Ante la hipótesis de que se alcanza este problema mientras se está en cetosis, la común solución que se viene realizando es, como mencionamos anteriormente, añadir más hidratos de carbono. Sin embargo, ello no parece la solución al problema per se, puesto que seguramente exista un mecanismo primario más sencillo y demonizado, el sodio.

El sistema renina-angiotensina II-Aldosterona disminuye su excreción por un mero hecho de deshidratación asociada, lo que estimula la sed y el consumo de agua, pero el consumo único de agua no palia del todo el problema. Sin un consumo de sodio adecuado, el cuerpo no es capaz de mantener el volumen arterial corriente necesario, por tanto, el primer paso es diferenciar entre un problema por deshidratación y déficit de sodio, la cual es mucho más inespecífico.

Sin un consumo de sodio adecuado, el cuerpo no es capaz de mantener el volumen arterial corriente necesario.
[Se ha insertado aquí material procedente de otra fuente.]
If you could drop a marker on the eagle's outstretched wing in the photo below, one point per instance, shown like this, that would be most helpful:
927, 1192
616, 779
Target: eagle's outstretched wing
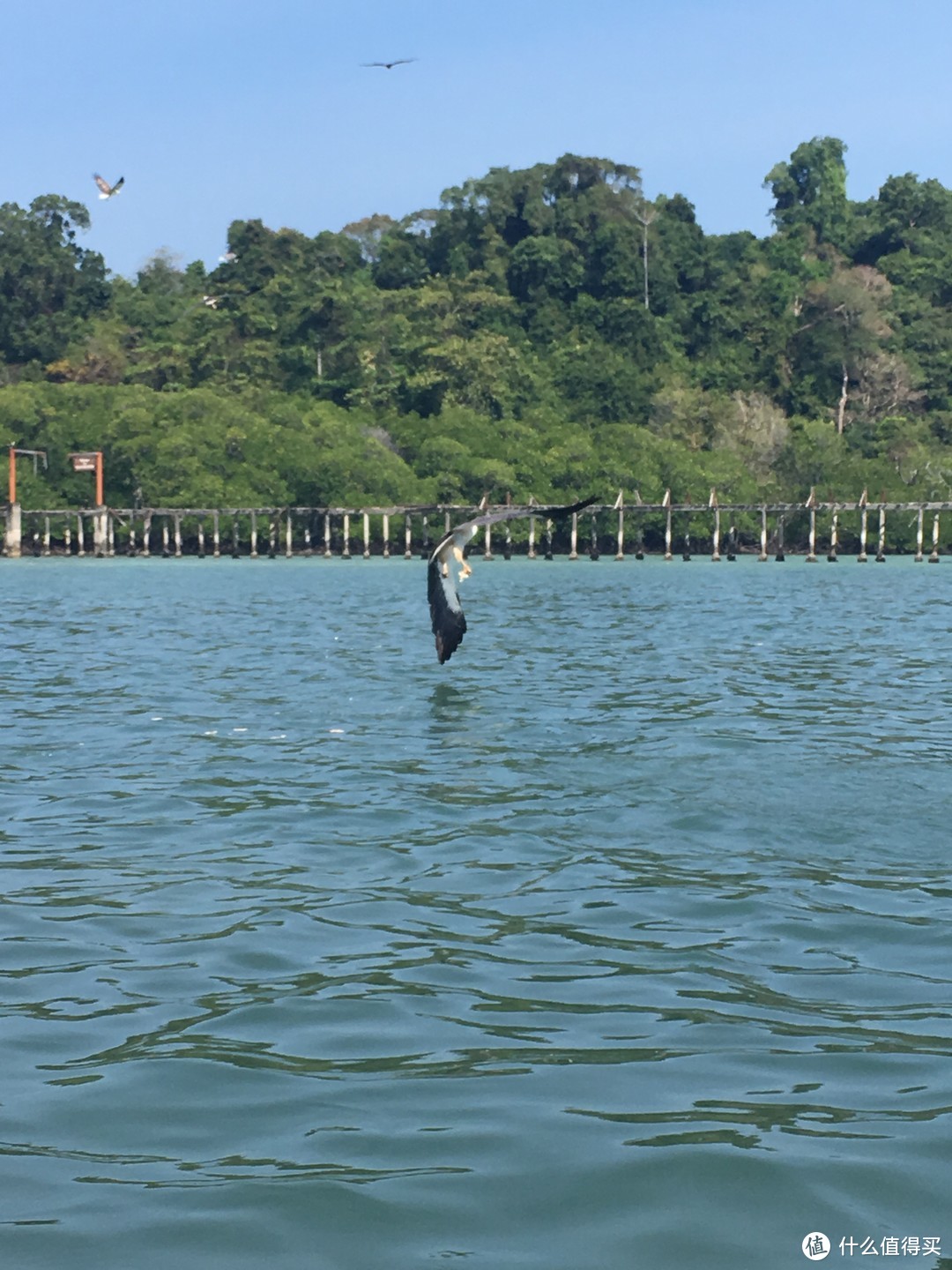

El primer paso para solucionar el problema es diferenciar entre deshidratación y déficit de sodio, el cual es mucho más inespecífico.

PAPEL DEL SODIO

Históricamente, el sodio es reconocido como un mineral fundamental para el correcto funcionamiento del cuerpo humano, sin embargo, el gran hándicap que se plantea es el establecimiento de una dosis concreta y correcta para cada persona. El sodio ha sido ligado a la hipertensión y problemas arteriales en la población “normal” debido a aumentos de hasta un 25% de la presión arterial, lo que ha supuesto que muchas recomendaciones médicas y tratamientos se limitasen a disminuir el consumo de sodio.

Sin embargo, aunque la reducción del consumo de sodio haya sido postulada por un importante número de países e instituciones, existen otros puntos a analizar para cuestionar estas recomendaciones (Taubes, 1997). En la práctica no existen estudios que de forma correcta vean en el muy largo plazo como la restricción de sodio generan efectos positivos o negativos sobre la salud, mientras que en la mayoría de estudios epidemiológicos las conclusiones difieren entre ellos y son difícilmente interpretables al tomarlos todos en consideración (Mozaffarian 2015, Graudal 2012, Mancia 2017).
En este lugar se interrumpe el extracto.